Дела мои в Москве подходили к концу, и перед поездкой на Кавказ я решил на несколько дней отвлечься от завещания. Сказать по правде, Москва со всеми ее Кобриными, Шепелевскими и Хвостовыми сильно давила на меня. В торговле мне нередко попадались люди, нечистые на руку, предлагавшие очень сомнительные сделки; помимо этого, несколько печальных эпизодов юности научили меня быстро распознавать заезжих шулеров, внешний лоск и якобы высокий чин которых мог сбить с толку кого угодно. Все это было мне знакомо и довольно обыденно, и достаточно было простого жизненного опыта, критического рассудка и умения управляться с напором пагубных влечений, чтобы подобные персонажи оказывались вне круга моего общения, никак со мною не соприкасаясь.

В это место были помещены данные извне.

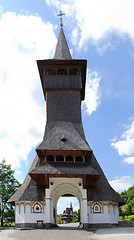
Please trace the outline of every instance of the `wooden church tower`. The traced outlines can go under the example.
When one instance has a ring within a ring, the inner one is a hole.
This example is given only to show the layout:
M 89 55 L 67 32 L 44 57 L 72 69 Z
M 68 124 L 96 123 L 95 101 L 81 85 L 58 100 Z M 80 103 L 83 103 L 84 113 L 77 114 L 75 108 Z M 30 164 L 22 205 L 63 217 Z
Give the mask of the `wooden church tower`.
M 75 196 L 81 222 L 118 224 L 124 202 L 109 185 L 82 126 L 86 60 L 72 59 L 62 24 L 53 59 L 37 61 L 46 101 L 46 127 L 37 156 L 17 192 L 18 227 L 52 227 L 57 223 L 57 201 Z

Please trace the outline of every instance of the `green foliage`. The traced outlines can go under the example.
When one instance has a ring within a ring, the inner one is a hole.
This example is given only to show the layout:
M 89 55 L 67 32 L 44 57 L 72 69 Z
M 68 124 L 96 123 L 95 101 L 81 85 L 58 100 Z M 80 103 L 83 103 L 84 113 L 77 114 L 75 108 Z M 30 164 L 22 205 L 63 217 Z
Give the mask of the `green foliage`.
M 14 216 L 13 209 L 7 204 L 8 199 L 20 187 L 20 183 L 14 177 L 14 171 L 11 165 L 6 165 L 3 160 L 0 163 L 0 202 L 1 202 L 1 223 L 3 224 L 3 217 Z M 5 215 L 5 216 L 4 216 Z
M 61 222 L 61 214 L 57 215 L 57 224 L 62 224 L 62 222 Z
M 73 214 L 73 218 L 72 218 L 72 223 L 77 222 L 77 218 L 75 217 L 75 214 Z
M 126 202 L 123 209 L 119 209 L 120 216 L 125 220 L 126 216 L 134 214 L 134 186 L 127 191 L 121 192 L 120 196 Z
M 80 222 L 80 209 L 78 209 L 78 222 Z
M 5 212 L 4 212 L 4 218 L 15 219 L 14 209 L 6 205 Z
M 120 221 L 132 221 L 132 220 L 134 220 L 134 215 L 124 216 L 124 218 L 120 216 Z
M 1 223 L 0 223 L 0 229 L 2 228 L 9 228 L 9 227 L 15 227 L 15 222 L 13 223 L 5 223 L 4 226 L 1 226 Z
M 80 209 L 78 211 L 74 211 L 72 223 L 80 222 Z

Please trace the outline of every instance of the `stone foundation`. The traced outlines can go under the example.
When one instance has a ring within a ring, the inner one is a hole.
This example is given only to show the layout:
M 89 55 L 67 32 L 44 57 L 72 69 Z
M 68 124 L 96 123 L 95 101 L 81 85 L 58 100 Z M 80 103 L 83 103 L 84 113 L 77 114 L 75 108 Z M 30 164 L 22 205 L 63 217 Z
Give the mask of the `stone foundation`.
M 42 223 L 42 226 L 39 226 L 38 223 L 16 223 L 15 227 L 22 229 L 41 229 L 41 228 L 54 228 L 55 225 L 52 223 Z
M 118 224 L 115 223 L 92 223 L 88 224 L 88 228 L 115 228 L 118 227 Z M 87 227 L 86 227 L 87 228 Z
M 88 224 L 88 228 L 115 228 L 115 227 L 134 227 L 134 221 L 121 221 L 118 224 L 115 223 L 95 223 L 95 224 Z M 87 229 L 84 226 L 84 228 Z
M 84 228 L 84 229 L 89 228 L 89 223 L 83 223 L 83 228 Z
M 118 223 L 119 227 L 134 227 L 134 221 L 121 221 Z
M 45 223 L 45 228 L 49 229 L 49 228 L 54 228 L 55 225 L 53 223 Z

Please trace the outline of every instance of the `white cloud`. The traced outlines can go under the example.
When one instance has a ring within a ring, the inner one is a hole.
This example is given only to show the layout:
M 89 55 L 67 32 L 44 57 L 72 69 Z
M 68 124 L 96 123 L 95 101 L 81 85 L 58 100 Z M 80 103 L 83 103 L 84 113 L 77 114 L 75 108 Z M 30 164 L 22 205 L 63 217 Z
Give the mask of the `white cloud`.
M 123 162 L 128 163 L 128 164 L 134 164 L 134 157 L 124 158 Z
M 127 33 L 134 39 L 133 0 L 46 0 L 46 3 L 57 10 L 61 7 L 67 17 L 72 17 L 72 23 L 74 19 L 77 21 L 81 32 L 80 46 L 88 37 L 99 40 L 112 31 L 121 37 Z
M 79 29 L 76 27 L 72 31 L 71 41 L 74 45 L 78 43 Z
M 0 29 L 0 160 L 16 167 L 43 137 L 45 107 L 37 104 L 43 94 L 36 60 L 53 57 L 56 37 L 53 26 L 37 16 L 5 13 Z
M 15 175 L 20 175 L 21 174 L 21 171 L 17 170 L 15 171 Z
M 134 179 L 130 176 L 122 176 L 116 177 L 114 180 L 109 181 L 109 183 L 117 192 L 122 192 L 134 185 Z
M 86 106 L 86 111 L 89 115 L 96 111 L 100 104 L 100 80 L 101 77 L 98 76 L 97 72 L 90 72 L 89 70 L 87 71 L 84 105 Z
M 120 156 L 127 155 L 132 156 L 134 154 L 134 121 L 128 125 L 126 131 L 121 135 L 119 141 L 112 142 L 111 146 L 114 147 Z M 126 159 L 125 162 L 130 163 L 130 160 Z

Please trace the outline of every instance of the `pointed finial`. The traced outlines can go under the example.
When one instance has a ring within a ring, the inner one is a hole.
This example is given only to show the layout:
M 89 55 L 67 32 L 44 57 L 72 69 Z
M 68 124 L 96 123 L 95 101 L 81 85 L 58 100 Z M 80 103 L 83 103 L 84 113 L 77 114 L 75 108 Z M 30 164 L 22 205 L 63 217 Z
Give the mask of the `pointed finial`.
M 65 13 L 62 13 L 62 11 L 60 10 L 60 13 L 57 15 L 58 17 L 60 17 L 60 27 L 63 27 L 63 23 L 62 23 L 62 16 L 65 15 Z

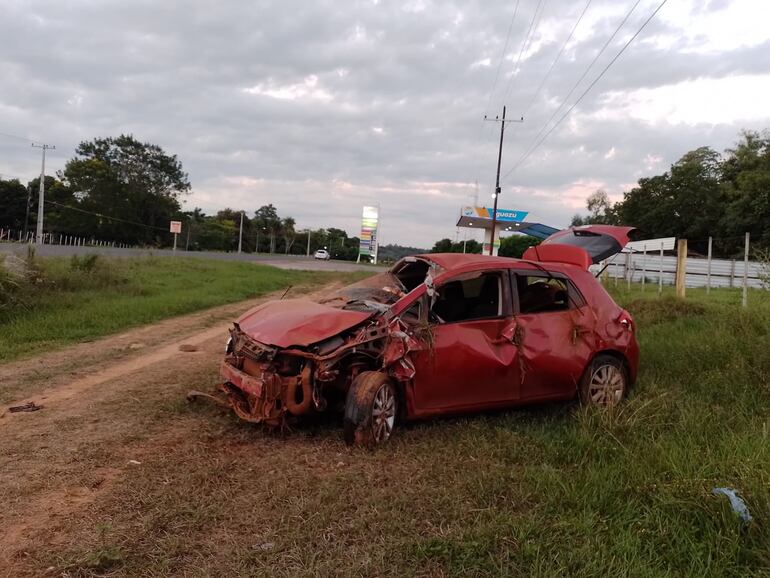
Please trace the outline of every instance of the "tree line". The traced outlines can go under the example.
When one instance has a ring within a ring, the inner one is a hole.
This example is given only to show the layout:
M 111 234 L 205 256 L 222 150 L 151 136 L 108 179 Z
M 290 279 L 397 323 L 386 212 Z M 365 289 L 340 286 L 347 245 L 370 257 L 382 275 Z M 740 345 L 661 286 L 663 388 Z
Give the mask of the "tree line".
M 540 244 L 540 239 L 529 235 L 511 235 L 500 239 L 500 247 L 497 254 L 500 257 L 513 257 L 520 259 L 524 251 Z M 481 253 L 483 245 L 475 239 L 467 241 L 452 241 L 441 239 L 433 245 L 431 253 Z
M 0 179 L 0 227 L 34 232 L 40 179 L 25 186 Z M 178 245 L 195 251 L 238 249 L 241 212 L 206 215 L 183 211 L 191 184 L 181 161 L 161 147 L 131 135 L 82 142 L 56 176 L 45 177 L 45 232 L 132 246 L 168 247 L 171 221 L 182 221 Z M 242 250 L 283 254 L 328 249 L 334 258 L 355 260 L 358 237 L 336 228 L 296 229 L 272 204 L 243 213 Z
M 588 215 L 572 225 L 623 224 L 638 227 L 646 238 L 688 239 L 704 250 L 714 238 L 714 253 L 740 256 L 744 235 L 752 247 L 770 248 L 770 132 L 744 131 L 733 148 L 719 153 L 699 147 L 663 174 L 639 179 L 611 203 L 599 190 L 587 200 Z

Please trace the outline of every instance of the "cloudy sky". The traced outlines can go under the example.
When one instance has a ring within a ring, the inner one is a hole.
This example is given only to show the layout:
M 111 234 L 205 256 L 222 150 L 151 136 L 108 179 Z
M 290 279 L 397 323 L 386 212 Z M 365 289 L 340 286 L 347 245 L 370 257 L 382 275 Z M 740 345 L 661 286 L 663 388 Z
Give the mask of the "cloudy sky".
M 503 104 L 525 120 L 501 206 L 553 226 L 770 127 L 770 3 L 669 0 L 551 131 L 660 4 L 586 1 L 2 0 L 0 174 L 40 170 L 9 135 L 56 145 L 50 174 L 81 140 L 132 133 L 179 156 L 187 207 L 273 203 L 352 235 L 379 203 L 381 242 L 428 247 L 477 191 L 491 204 L 482 119 Z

Теперь же, когда мне приходилось иметь дело со столькими тайно или откровенно враждебными мне людьми, каждый день открывать все новые глубины низменности поступков, на которые может пойти человек в погоне за удовлетворением своих страстей, это не могло не тяготить. Поэтому мне просто необходимо было снова ощутить спокойствие своего самарского дома, хотя бы ненадолго вернуть себе размеренность своих обычных занятий, пройтись вдоль родного берега реки, узнать последние здешние новости, навестить знакомых, проверить хозяйственные бумаги… Мне хотелось хоть на несколько дней окунуться в свою прежнюю жизнь.
Поэтому, сообщив юному Данилевскому о своих намерениях и еще раз на прощание повидавшись с Корзуновым, я отбыл в Самару…

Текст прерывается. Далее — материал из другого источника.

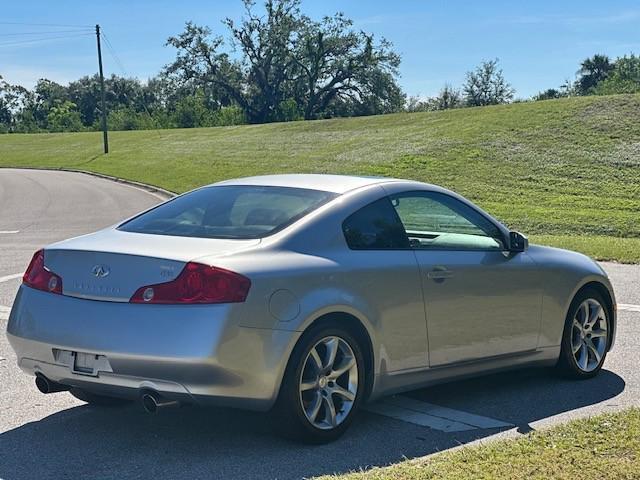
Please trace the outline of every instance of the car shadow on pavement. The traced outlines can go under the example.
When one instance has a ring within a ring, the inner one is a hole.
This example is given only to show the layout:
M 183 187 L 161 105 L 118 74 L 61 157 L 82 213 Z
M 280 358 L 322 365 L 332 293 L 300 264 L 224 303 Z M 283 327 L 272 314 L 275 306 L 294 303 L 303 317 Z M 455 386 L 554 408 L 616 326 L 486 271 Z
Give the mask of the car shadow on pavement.
M 580 382 L 524 370 L 409 395 L 526 431 L 536 420 L 605 402 L 624 386 L 605 370 Z M 0 478 L 302 478 L 387 465 L 498 431 L 445 433 L 363 412 L 340 440 L 309 446 L 279 438 L 259 413 L 182 408 L 151 416 L 137 405 L 80 406 L 0 434 Z

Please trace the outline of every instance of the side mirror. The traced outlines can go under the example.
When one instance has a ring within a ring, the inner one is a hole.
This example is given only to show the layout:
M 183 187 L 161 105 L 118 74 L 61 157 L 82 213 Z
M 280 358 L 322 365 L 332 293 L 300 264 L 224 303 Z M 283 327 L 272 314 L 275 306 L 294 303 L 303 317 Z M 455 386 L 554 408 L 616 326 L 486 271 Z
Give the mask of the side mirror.
M 529 248 L 529 239 L 520 232 L 509 232 L 509 251 L 524 252 Z

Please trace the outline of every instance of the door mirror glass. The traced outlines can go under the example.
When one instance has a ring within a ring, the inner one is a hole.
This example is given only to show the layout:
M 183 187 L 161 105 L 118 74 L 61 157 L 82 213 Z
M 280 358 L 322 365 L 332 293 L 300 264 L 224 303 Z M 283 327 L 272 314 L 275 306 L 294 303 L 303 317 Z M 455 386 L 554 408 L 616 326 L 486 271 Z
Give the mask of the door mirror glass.
M 529 247 L 529 239 L 520 232 L 509 232 L 509 251 L 524 252 Z

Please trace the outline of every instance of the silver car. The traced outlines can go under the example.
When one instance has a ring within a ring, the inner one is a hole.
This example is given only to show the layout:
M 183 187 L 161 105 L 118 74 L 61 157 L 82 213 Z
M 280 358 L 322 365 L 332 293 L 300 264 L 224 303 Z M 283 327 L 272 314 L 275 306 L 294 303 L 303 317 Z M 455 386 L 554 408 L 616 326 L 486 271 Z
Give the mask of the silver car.
M 382 395 L 531 365 L 592 377 L 615 330 L 598 264 L 451 191 L 274 175 L 36 252 L 7 333 L 43 393 L 273 410 L 325 442 Z

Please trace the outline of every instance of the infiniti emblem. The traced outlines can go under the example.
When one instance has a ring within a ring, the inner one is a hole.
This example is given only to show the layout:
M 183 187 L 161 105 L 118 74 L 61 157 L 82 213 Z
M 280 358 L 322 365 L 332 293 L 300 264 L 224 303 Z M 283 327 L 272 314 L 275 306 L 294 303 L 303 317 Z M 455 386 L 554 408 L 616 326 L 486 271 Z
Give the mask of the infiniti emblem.
M 91 273 L 94 277 L 104 278 L 111 273 L 111 270 L 107 265 L 94 265 L 91 269 Z

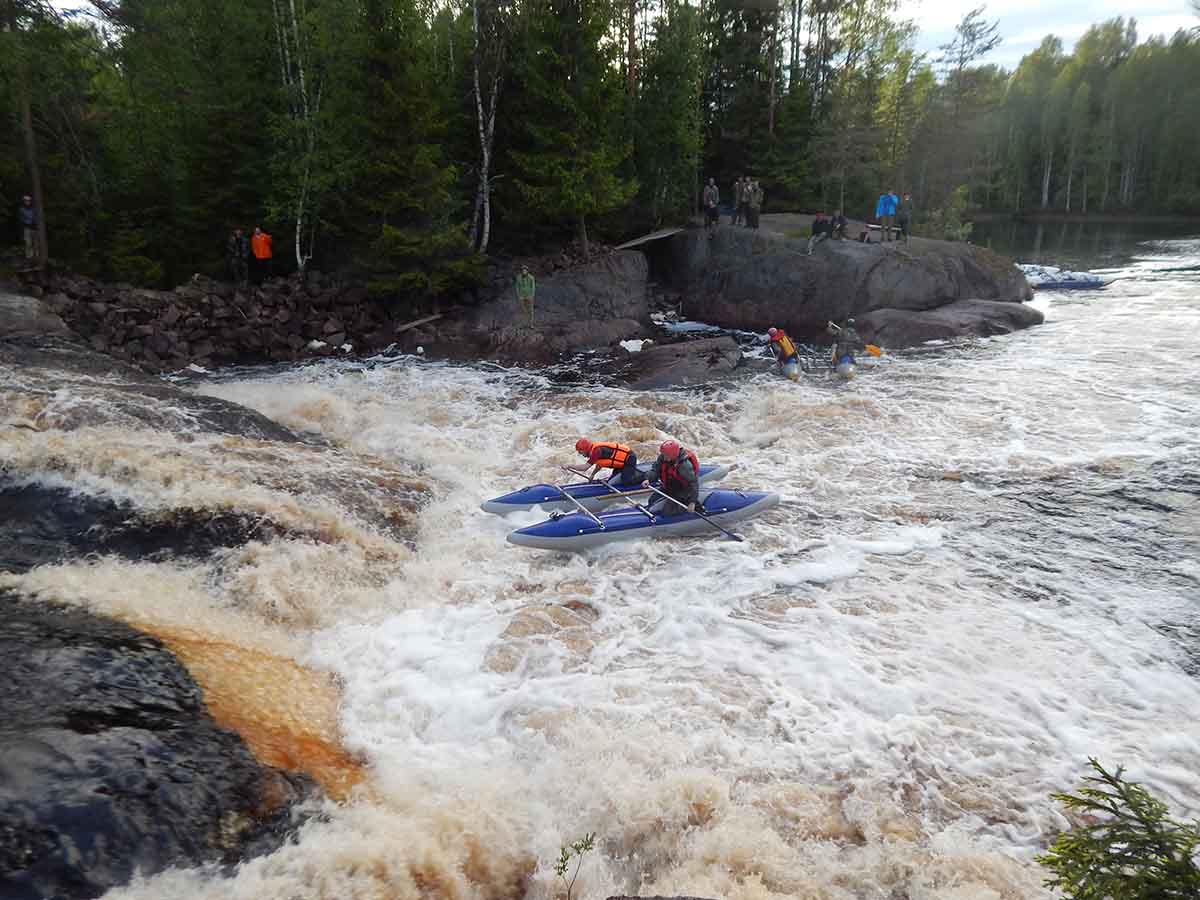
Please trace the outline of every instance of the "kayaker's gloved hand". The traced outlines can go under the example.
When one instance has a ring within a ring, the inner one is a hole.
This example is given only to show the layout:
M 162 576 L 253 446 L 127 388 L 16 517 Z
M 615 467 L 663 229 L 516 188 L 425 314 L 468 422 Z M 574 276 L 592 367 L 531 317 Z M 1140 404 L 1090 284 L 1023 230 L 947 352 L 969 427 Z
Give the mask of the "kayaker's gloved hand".
M 649 481 L 643 481 L 643 482 L 642 482 L 642 487 L 650 487 L 650 482 L 649 482 Z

Утро третьего дня после моего возвращения домой выдалось приятным в своей обыденности и размеренности: пробудившись, одевшись и проглотив стакан горячего чаю, я принял в кабинете своего управляющего со стопкой документов в руках, а затем мы вдвоем съездили на извозчике на фабрику и в лавку. Довольно быстро расправившись с насущными делами и изрядно промерзнув, так как с реки дул колючий промозглый ветер, нагоняя над городом низкие плотные тучи, я поторопился вернуться домой с твердым намерением плотно позавтракать.
Экономка Агафья Спиридоновна открыла мне дверь на несколько мгновений раньше, чем моя рука коснулась дверного молотка.
– К вам, Марк Антонович, посетитель пожаловали, – взволнованно сказала она мне. – Я их провела в кабинет, уже больше часа ждут…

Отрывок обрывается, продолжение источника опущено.